While the move drips with the exact type of moxie needed to make it in the Big Apple, it’s also part of a well thought-out, segmented approach to the market. For instance, Pearl says Swinerton will initially focus on corporate interiors, a segment he says is both rife for alteration right now, and a great seeding ground for further expansion, without taking on the risk of new, ground-up construction in the current market.
“It's a controlled risk environment with corporate interiors,” Pearl said. “It's a great place for us to start to cut our teeth and learn the market, build relationships with the trades, and then continue to build our portfolio to eventually get into the vertical construction component.”
That market will likely be composed of many more “hard walled” offices in the COVID-19 era work environment, he said, as opposed to open, collaborative spaces.
Another advantage of targeting corporate interiors is that doing several smaller projects would expose Swinerton to multiple customers in a short period of time.
“You're able to touch a lot of clients because you do a lot of projects every year when you're doing corporate interiors,” Pearl said. “As opposed to doing one large vertical construction project over two years, you might be able to capture 15 or 20 projects in a given year.”
While many in the market have taken a wait-and-see approach to office projects and the future of work during the pandemic, Pearl says more than six months after the outbreak of COVID-19 in the U.S., companies are reaching the limits of what they can do with a virtual workforce.
He points to Facebook’s 730,000-square-foot lease of the entire former post office at Penn Station in Midtown this summer, as well as a still-under-wraps tech client that recently put out an RFP for office space in Times Square.
“They’re bullish on office,” Pearl said. “There really, truly is a significant impact on the productivity and the creativity of organizations that allow people to work in their pajamas while sitting in bed.
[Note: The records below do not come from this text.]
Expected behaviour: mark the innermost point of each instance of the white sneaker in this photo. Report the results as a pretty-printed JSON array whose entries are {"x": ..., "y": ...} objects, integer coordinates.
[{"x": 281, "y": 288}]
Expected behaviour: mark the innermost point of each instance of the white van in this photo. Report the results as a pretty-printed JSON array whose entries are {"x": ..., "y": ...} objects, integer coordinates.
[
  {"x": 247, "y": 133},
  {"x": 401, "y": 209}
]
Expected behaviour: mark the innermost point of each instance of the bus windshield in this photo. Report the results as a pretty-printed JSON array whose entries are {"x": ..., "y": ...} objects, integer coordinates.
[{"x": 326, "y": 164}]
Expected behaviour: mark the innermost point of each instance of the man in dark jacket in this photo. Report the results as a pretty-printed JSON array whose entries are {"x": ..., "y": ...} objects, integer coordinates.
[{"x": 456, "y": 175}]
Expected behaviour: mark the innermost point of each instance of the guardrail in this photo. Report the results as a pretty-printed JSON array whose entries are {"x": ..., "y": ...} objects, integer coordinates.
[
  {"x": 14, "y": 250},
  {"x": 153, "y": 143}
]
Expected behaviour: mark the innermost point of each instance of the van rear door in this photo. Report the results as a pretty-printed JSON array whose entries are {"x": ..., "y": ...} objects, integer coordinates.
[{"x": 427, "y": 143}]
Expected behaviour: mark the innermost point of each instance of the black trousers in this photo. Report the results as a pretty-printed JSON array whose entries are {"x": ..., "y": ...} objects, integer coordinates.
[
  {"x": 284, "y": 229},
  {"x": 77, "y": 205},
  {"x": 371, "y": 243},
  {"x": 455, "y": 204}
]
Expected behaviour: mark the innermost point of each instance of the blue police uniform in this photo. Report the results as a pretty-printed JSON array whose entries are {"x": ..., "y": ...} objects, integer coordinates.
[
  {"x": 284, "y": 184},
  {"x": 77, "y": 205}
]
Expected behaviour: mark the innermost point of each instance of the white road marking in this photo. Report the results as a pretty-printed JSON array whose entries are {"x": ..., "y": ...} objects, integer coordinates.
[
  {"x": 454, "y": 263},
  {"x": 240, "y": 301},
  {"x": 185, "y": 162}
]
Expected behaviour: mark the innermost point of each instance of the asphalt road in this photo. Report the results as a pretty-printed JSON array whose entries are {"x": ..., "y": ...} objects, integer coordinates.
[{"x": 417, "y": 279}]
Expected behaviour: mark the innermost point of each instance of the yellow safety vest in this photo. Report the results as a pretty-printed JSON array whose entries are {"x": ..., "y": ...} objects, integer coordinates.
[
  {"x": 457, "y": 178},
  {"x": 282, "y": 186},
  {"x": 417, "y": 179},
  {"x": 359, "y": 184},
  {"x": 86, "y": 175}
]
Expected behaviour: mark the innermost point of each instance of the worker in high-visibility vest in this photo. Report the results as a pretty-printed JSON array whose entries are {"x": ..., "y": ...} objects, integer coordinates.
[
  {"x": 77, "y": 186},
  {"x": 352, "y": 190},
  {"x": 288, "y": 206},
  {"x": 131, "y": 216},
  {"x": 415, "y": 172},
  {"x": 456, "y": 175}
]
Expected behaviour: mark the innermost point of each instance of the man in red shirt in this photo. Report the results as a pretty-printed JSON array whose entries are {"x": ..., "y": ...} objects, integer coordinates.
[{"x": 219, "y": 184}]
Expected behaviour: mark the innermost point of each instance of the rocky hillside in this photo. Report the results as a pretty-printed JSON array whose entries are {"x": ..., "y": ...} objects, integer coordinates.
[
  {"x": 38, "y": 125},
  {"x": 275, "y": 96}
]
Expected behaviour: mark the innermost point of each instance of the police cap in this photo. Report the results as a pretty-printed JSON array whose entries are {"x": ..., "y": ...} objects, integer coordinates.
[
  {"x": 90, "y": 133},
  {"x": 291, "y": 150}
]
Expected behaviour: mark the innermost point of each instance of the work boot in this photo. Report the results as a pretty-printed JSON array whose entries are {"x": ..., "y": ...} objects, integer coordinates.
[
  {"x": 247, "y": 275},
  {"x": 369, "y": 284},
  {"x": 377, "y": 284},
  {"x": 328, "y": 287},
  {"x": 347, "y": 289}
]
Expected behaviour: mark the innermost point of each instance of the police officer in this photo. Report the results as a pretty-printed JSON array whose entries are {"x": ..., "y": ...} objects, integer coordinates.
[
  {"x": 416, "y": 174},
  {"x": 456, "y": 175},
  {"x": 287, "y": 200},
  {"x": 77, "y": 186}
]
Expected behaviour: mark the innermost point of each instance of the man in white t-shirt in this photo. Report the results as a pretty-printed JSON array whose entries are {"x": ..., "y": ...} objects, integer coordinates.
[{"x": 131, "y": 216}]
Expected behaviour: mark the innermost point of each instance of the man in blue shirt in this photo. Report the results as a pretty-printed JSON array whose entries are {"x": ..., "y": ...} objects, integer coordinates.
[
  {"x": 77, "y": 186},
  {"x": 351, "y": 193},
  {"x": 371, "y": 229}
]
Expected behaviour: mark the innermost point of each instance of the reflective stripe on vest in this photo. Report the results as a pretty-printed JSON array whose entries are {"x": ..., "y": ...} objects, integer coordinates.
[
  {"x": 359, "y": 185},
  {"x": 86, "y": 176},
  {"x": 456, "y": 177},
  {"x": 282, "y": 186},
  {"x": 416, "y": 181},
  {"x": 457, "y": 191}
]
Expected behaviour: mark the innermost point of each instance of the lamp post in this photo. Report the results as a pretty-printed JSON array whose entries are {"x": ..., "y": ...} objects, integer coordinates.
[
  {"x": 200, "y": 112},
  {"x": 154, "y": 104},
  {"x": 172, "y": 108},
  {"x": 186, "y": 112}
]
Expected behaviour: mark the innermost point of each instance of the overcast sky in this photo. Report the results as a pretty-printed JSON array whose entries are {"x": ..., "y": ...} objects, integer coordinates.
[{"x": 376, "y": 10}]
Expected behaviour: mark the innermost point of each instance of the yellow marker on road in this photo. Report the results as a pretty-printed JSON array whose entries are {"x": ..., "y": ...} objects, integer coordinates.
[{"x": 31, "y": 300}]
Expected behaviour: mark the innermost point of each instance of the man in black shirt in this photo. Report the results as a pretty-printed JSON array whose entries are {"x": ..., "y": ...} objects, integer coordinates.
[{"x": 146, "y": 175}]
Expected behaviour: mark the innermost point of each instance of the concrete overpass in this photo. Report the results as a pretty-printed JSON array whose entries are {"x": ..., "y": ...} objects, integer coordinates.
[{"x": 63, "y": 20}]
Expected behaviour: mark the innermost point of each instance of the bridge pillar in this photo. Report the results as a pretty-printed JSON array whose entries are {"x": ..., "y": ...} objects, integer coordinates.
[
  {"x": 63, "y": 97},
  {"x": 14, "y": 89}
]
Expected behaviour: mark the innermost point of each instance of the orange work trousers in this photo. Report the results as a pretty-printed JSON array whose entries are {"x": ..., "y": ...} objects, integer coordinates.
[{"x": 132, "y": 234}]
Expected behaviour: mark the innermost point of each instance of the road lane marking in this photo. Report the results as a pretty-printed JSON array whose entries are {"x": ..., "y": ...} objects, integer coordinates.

That's just the reality of it. All the things that make the office what it is, are driving people back towards going to a workplace environment. It gives people a sense of purpose.”
March to 2030
The New York expansion is what Pearl calls Swinerton’s “March to 2030,” the firm’s 15-year business plan to expand both its geographic and sector diversification. As a 132-year-old business founded in Los Angeles in 1888, the firm took on the hard lessons it learned during the Great Recession, and set a laser focus on extending the company’s legacy into the next century, and beyond.
“We had been pretty hard hit in 2008 and 2009 with the Great Recession, and that was primarily because we were kind of a one-trick pony,” Pearl said. “We were primarily focused on commercial office and hospitality, with some sprinklings of health care and a few other things. But largely, we were a commercial contractor focused on three or four markets, and somewhat regionalized on the West Coast.”
Even though the firm had operations in Denver and Austin, Texas, at that point, its focus was still primarily in California, Oregon and Washington. But it had ambitions to go east, and in 2013 launched a joint venture in Atlanta called Cambridge Swinerton Builders. That eventually became Swinerton’s Southeastern Division in 2017, with additional offices in Charlotte, North Carolina, and Nashville, Tennessee. Then last year, the firm further expanded its footprint in Texas with the opening of its Dallas office.
The New York City launch, which is slated for June 2021, is aimed at augmenting that eastward expansion to serve existing clients in Pennsylvania, Maryland, Virginia and Washington, D.C., and target additional opportunities in the Midatlantic and Northeast. It also builds on the leapfrogging the firm has used to move east so far.
“Mergers and acquisitions is not our strong suit,” Pearl said. “The way we’ve found success in expansion is by taking existing leadership, bringing the Swinerton culture with us, and then hiring local talent.”